We must respect a product that upsets an entire continent. Australian health alerts demand that pillows be replaced every two years or frozen to kill dust mites. One manufacturer even conducted a free pillow exchange.

Pillows can exert power in positive ways, e.g., the OSTRICHPILLOW®. The owner inserts his head into a soft, closed tube, resting the padded “microenvironment” on his desk. Supposedly, a 20-minute nap using the OSTRICHPILLOW® increases work productivity by 37 percent.

Any nap might accomplish this. Still, who am I to deny the combined force of capitalism and catnap?

However, pillows can cause complications. Sleepers lose hours of rest, constantly awakening to refresh their pillows. For only $100, a sufferer can buy one filled with cool gel that reshapes itself. He should, however, take care not to drop it on his toe, as it weighs 14 pounds.

Or, for only $400, one can purchase an intelliPillow. Why so expensive? Because its name starts with a lowercase letter, with a capital in the middle. It also uses a complex air compressor for automatic adjustment.

Ultimate power, however, is evidenced in the classic pillow fight. Taking this ancient concept to a higher level, devotees use pillows shaped like scimitars, battle axes, and hand grenades.
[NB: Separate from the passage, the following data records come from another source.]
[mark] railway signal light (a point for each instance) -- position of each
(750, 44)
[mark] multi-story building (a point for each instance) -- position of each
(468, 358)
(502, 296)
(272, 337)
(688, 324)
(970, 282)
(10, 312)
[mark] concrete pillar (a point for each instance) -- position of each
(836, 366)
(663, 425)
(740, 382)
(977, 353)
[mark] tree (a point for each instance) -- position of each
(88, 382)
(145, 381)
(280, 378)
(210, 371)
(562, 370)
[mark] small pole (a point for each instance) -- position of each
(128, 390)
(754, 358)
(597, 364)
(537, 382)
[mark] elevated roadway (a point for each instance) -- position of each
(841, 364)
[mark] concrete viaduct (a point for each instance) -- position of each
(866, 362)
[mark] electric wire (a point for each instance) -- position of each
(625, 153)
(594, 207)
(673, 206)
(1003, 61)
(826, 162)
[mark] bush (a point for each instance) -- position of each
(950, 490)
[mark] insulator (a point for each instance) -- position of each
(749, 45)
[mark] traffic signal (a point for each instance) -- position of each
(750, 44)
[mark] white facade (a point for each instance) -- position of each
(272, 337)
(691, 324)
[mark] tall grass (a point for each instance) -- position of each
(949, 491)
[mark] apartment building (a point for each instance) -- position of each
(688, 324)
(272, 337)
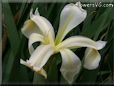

Airline cushions sufficed, however, for passengers on one economy flight who took out lack-of-leg-room frustrations in a mass pillow fight. Hostilities resolved, they celebrated one flight attendant’s deadeye aim with loud applause.

Perhaps if world leaders engaged in a day-long pillow fight, peace might be a step closer.

I’m not the only one who likes lots of pillows!

A powerful idea.

As long as they don’t throw my sofa cushions.

Your Extraordinary Ordinary: Are you picky about your pillows?